Henry Miles, FRS (2 June 1698 – 10 February 1763) was an English Dissenting minister, scientific writer, and Fellow of the Royal Society known for experiments on electricity.

==Life==
He was born in Stroud, Gloucestershire, on 2 June 1698. He was educated for the dissenting ministry, probably in London. His first settlement was at Lower Tooting, Surrey, where he succeeded Francis Freeman (died 17 November 1726), a Presbyterian. Miles was at this time an Independent (congregationalist). He was ordained in 1731. In 1737, still retaining his Tooting charge, he became assistant to Samuel Chandler, at the Old Jewry meeting-house. From this time he was counted as a Presbyterian.
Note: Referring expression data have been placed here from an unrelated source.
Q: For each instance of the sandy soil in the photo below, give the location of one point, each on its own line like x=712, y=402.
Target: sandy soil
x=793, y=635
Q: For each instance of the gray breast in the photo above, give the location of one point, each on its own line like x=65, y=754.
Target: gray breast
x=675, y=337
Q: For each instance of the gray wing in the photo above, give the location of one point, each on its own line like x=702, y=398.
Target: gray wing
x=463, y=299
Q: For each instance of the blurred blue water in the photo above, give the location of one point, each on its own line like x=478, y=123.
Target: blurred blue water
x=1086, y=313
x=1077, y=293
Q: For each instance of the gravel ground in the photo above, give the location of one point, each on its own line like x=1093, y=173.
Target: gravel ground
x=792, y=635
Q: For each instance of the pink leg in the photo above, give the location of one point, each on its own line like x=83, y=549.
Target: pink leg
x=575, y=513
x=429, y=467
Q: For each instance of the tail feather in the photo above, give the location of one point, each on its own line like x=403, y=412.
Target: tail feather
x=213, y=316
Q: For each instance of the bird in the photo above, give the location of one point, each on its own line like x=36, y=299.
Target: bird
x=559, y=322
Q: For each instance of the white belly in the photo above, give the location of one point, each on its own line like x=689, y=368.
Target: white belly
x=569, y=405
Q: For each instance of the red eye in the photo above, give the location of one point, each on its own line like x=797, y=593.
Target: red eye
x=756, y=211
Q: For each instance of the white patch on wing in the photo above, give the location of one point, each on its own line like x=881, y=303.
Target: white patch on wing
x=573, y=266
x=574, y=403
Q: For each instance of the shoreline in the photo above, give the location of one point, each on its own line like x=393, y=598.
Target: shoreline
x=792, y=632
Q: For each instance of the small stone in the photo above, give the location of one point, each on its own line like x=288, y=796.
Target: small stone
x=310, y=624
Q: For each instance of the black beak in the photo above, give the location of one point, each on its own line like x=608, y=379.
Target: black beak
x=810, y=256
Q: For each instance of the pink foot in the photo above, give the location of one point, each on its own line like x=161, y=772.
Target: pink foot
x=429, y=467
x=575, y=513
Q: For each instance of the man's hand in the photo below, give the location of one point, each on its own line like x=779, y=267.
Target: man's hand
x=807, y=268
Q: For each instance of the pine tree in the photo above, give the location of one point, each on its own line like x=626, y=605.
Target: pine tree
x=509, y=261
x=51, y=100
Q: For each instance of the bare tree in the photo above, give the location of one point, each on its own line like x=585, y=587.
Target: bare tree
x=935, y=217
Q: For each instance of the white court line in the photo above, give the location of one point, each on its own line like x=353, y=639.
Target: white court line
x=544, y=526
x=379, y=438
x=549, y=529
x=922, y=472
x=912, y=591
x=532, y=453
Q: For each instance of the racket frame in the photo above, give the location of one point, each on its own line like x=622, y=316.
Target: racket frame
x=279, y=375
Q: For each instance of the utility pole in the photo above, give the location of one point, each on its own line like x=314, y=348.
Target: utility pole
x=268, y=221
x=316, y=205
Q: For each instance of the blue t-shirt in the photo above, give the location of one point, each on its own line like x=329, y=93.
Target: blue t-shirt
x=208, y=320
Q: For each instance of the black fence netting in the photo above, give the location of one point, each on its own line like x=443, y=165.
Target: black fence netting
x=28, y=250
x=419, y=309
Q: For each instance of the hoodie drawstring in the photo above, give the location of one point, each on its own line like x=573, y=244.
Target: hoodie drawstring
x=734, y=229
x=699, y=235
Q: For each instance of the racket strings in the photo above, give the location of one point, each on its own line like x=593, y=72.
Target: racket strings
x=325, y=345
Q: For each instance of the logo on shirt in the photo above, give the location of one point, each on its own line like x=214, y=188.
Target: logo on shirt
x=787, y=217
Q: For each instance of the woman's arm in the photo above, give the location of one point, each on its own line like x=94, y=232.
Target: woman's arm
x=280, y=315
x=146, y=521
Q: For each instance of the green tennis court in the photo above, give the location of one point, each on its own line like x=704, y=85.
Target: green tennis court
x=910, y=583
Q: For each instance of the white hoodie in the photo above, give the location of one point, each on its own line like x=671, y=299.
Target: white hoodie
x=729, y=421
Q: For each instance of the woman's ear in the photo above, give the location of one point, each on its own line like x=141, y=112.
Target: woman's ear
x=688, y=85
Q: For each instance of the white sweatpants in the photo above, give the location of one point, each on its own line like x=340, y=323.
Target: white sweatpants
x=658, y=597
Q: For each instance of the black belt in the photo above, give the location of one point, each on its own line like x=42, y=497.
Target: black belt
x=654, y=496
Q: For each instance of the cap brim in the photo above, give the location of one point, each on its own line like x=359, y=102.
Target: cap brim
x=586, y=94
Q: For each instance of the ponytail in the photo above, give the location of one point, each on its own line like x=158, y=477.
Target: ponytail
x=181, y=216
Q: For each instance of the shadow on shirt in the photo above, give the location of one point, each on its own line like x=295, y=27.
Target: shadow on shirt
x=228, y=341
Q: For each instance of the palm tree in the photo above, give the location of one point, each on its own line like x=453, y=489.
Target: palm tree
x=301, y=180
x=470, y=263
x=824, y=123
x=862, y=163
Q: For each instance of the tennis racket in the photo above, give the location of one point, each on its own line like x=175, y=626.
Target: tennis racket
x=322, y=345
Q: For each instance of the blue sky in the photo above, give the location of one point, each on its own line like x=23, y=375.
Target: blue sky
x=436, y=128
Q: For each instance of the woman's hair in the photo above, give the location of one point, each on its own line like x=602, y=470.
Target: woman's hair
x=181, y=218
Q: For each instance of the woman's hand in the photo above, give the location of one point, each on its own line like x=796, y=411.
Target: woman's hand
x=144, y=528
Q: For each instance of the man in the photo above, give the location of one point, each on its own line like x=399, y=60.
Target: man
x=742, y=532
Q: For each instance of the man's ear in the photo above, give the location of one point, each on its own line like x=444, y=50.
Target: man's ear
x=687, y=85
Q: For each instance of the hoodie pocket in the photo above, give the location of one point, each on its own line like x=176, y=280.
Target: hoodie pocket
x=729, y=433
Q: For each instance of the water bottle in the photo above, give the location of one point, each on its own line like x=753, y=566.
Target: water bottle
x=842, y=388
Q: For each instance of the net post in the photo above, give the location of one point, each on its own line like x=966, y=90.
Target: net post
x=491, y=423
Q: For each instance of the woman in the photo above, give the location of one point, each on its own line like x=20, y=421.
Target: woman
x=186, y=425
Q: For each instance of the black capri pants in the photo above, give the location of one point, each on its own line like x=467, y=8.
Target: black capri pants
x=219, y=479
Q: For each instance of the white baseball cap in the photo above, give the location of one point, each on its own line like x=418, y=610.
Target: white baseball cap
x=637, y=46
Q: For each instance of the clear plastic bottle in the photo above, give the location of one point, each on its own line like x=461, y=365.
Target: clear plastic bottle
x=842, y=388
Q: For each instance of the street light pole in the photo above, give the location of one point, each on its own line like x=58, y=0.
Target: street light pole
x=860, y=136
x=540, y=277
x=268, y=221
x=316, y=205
He held the double appointment till 1744, and for the rest of his life was minister at Tooting only, having John Beesley as his assistant from 1756. In 1743, he was elected a Fellow of the Royal Society, and in 1744 he received the degree of D.D. from the University of Aberdeen. To his pulpit work, for thirty years, he devoted two days a week, rising between two and three in the morning to write his sermons.

He was a friend of Daniel Neal, and Nathaniel Lardner, and a correspondent of Philip Doddridge, to whom he sent some criticisms of his Family Expositor. He died on 10 February 1763. His funeral sermon was preached by Philip Furneaux.

==Legacy==
His widow, Emma Miles (died 1790), by deeds of 6 October 1763 and 15 February 1766, settled an endowment of £500 on the ministry at Tooting, and conveyed the meeting-house to trustees for the use of Dissenters of "the presbyterian or independent denomination." In 1880, the property became the subject of a chancery suit, which was decided on 1 March 1888 in favour of the Independents.

==Works==
His communications to the Philosophical Transactions extend from 1741 to 1753, and relate to natural history, meteorology, and electricity, in which he made new experiments. He gave assistance to Thomas Birch in his edition (1744) of the works of Robert Boyle.